Der Attraktivitätsverlust durch den Wegfall von RTL, VOX, RTL II, SUPER RTL und n-tv könnte allerdings durch die Aufschaltung anderer Sender auf den freiwerdenden Frequenzen gemildert werden. Gegenüber der FAZ zeigte Vorstandmitglied Conrad Adalbert Interesse an DVB-T-Frequenzen für die kleinsten Sender bei ProSiebenSat.1. Denkbar ist also, dass sogar das erst im Januar gestartete Sat.1 Gold und der unter dem Arbeitstitel ProSieben MAXX noch in der Vorbereitung befindliche neue Free-TV-Sender Frequenzen von RTL-Sendern übernehmen. Eine solche Starthilfe in Form größerer technischer Reichweite könnte sich auch angesichts der im Vergleich zu anderen TV-Empfangswegen hohen Verbreitungskosten lohnen. Zudem ist es aus strategischer Sicht eine Chance für ProSiebenSat.1, insgesamt an Reichweite gegenüber RTL zu gewinnen.

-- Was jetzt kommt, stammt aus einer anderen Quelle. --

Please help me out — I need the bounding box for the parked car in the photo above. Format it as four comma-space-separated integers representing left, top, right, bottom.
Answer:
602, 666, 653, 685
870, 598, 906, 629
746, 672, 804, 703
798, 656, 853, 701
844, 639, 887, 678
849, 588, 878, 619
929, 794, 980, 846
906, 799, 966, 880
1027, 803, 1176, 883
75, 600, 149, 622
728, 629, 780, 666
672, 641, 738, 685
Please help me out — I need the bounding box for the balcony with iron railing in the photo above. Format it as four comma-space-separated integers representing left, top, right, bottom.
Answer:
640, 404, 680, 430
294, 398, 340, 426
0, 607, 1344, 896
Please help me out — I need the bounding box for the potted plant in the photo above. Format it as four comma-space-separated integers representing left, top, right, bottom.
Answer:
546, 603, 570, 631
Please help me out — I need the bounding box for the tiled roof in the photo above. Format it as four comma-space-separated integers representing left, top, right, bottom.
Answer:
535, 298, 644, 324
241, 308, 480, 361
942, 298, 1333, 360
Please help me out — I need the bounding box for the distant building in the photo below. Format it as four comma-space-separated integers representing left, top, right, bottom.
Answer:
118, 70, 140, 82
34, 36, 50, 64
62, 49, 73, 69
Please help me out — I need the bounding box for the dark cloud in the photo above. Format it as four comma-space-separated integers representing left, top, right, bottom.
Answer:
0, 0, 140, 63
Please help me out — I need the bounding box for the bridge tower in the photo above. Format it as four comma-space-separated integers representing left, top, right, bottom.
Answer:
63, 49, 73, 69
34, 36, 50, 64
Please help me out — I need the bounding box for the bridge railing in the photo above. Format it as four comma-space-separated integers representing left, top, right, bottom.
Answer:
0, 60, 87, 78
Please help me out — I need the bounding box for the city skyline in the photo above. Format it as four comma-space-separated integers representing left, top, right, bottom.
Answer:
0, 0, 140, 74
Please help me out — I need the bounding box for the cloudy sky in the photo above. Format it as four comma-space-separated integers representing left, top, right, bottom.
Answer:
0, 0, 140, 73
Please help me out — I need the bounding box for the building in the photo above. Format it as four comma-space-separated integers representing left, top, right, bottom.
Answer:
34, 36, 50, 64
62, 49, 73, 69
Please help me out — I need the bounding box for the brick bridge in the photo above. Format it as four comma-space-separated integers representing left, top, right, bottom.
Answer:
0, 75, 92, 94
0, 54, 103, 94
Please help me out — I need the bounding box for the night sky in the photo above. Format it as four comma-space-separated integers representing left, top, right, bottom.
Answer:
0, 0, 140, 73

Terrestrisches Fernsehen hat nur mit DVB-T2 eine Zukunft
Das neuerliche Interesse bei ProSiebenSat.1 ändert jedoch nichts an den grundsätzlichen Problemen von DVB-T: zu geringe Auswahl an Programmen und eine im Vergleich zu Kabel, Satellit und IPTV kaum konkurrenzfähige Bildqualität. Beide Probleme ließen sich durch einen Umstieg auf den Standard DVB-T2 größtenteils lösen. Dann könnten deutlich mehr Sender verbreitet werden, und HDTV wäre ebenfalls möglich – so wie beispielsweise in Frankreich, wo es im digitalen Fernsehen nicht nur eine höhere Zahl an Programmen zur Auswahl gibt, sondern auch eine Reihe von HD-Sendern digital-terrestrisch zu sehen ist.
In Österreich beginnen die ersten TV-Sender offiziell Mitte dieses Monats mit der Ausstrahlung in DVB-T2. Dann sollen mehr als 40 Sender zu empfangen sein, darunter immerhin neun HDTV-Programme. Zu diesen gehören mit RTL HD, ProSieben HD, SAT.1 HD und VOX HD auch je zwei HD-Sender der beiden großen deutschen Sendergruppen. Es kommt also auf die Rahmenbedingungen an, ob die Programmanbieter sich für digitales terrestrisches Fernsehen engagieren oder nicht.